3. The ld. DR for the Revenue in rebuttal submitted that DIN has been duly issued in so far as the assessment order is concerned as intimated by separate intimation letter dated 30.03.2022. Substantial compliance to the CBDT circular has thus been made. It was further submitted that the circular of the CBDT should not be read like a statute to give such strict interpretation where compliance of identification of assessment order on the records of Income Tax Department has been carried out. The ld. DR thus submitted that the assessment order should not be disturbed based on such purported procedural defect.
4. I have carefully considered the rival submissions and perused the assessment order, the notice of demand and also the first appellate order. The material referred to and relied upon in the course of hearing has been taken into account in terms of Rule 18(6) of the Income Tax (Appellate Tribunal) Rules 1963.
4.1 It is the case of the assessee that assessment order as well as the notice of demand do not survive in law and is rendered nonest due to non mentioning of DIN in the body of such communication/order as called upon by CBDT Circular No.19 of 2019 dated 14.08.2019. I observe that DIN has not been mentioned in the body of assessment order. However, DIN has been separately issued and intimated to the assessee vide letter dated 30.03.2022 which appears to have been issued on 31.03.2022, i.e., subsequent to the issuance of assessment order. Thus, it is evident that at the time of issue of assessment order DIN was not assigned. Be that as it may, no DIN is found in the body of the assessment order. Similarly, no DIN has been generated at all while issuing the notice of demand under Section 156 of the Act.
4.2 The issue is found to be squarely covered in favour of the assessee in the judgment rendered in Ashok Commercial (supra) and thus rendered by the Tribunal in Smt. Sharda Devi (supra), Abhimanyu Chaturvedi and Ors. (supra), Pratap Singh Yadav (supra), Tregarron Ltd. (supra), Finesse International Design Pvt. Ltd. (supra).

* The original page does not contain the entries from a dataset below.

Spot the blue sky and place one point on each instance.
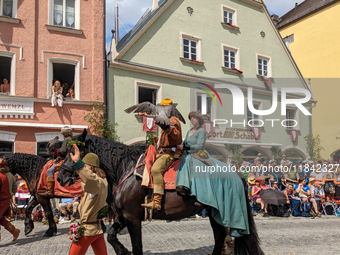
(130, 11)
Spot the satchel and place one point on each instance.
(330, 188)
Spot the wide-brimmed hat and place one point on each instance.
(166, 102)
(263, 178)
(91, 159)
(198, 116)
(251, 180)
(2, 162)
(66, 129)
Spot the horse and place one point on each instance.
(118, 161)
(29, 167)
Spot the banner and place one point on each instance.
(149, 124)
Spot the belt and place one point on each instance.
(90, 222)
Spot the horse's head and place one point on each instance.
(66, 174)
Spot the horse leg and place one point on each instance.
(112, 236)
(219, 236)
(135, 230)
(29, 225)
(45, 203)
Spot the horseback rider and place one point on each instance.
(171, 136)
(66, 132)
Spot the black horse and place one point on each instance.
(29, 167)
(117, 160)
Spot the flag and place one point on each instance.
(293, 134)
(268, 81)
(149, 124)
(257, 132)
(209, 128)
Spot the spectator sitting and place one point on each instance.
(68, 203)
(319, 192)
(304, 193)
(275, 186)
(256, 197)
(70, 93)
(22, 188)
(289, 192)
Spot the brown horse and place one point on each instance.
(117, 160)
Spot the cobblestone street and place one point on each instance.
(278, 236)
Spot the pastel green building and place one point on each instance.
(181, 49)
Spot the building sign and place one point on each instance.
(16, 109)
(238, 134)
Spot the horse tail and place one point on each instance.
(248, 244)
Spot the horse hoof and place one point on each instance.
(27, 231)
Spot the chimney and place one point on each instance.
(154, 5)
(275, 19)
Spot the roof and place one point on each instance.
(140, 25)
(305, 8)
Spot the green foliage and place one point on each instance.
(100, 125)
(236, 150)
(277, 153)
(314, 147)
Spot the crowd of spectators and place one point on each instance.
(306, 181)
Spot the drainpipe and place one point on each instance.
(310, 110)
(105, 59)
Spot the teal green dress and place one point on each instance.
(221, 189)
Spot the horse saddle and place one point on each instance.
(59, 191)
(143, 170)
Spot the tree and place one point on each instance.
(277, 153)
(99, 124)
(314, 147)
(236, 150)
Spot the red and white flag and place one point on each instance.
(256, 132)
(149, 124)
(209, 128)
(293, 134)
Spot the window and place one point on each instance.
(288, 40)
(253, 118)
(230, 57)
(8, 8)
(229, 15)
(147, 95)
(42, 146)
(191, 48)
(6, 148)
(264, 66)
(204, 105)
(65, 13)
(67, 72)
(147, 92)
(290, 116)
(7, 72)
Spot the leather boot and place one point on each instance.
(230, 248)
(14, 231)
(155, 203)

4.3 In consonance with the view expressed in the judgments noted above, I am constraint to observe that the assessment order, giving rise to the cause of action in the present appeal, is nonest in law. Likewise, notice of demand under Section 156 is also nonest and bad in law.
4.4 I therefore find merit in the plea of the assessee for quashing the assessment order at the threshold. The assessment order as well as the notice of demand in question thus stands quashed.
In such a view of the matter, I am not inclined to address the issue raised on merits.
In the result, the appeal of the assessee is allowed.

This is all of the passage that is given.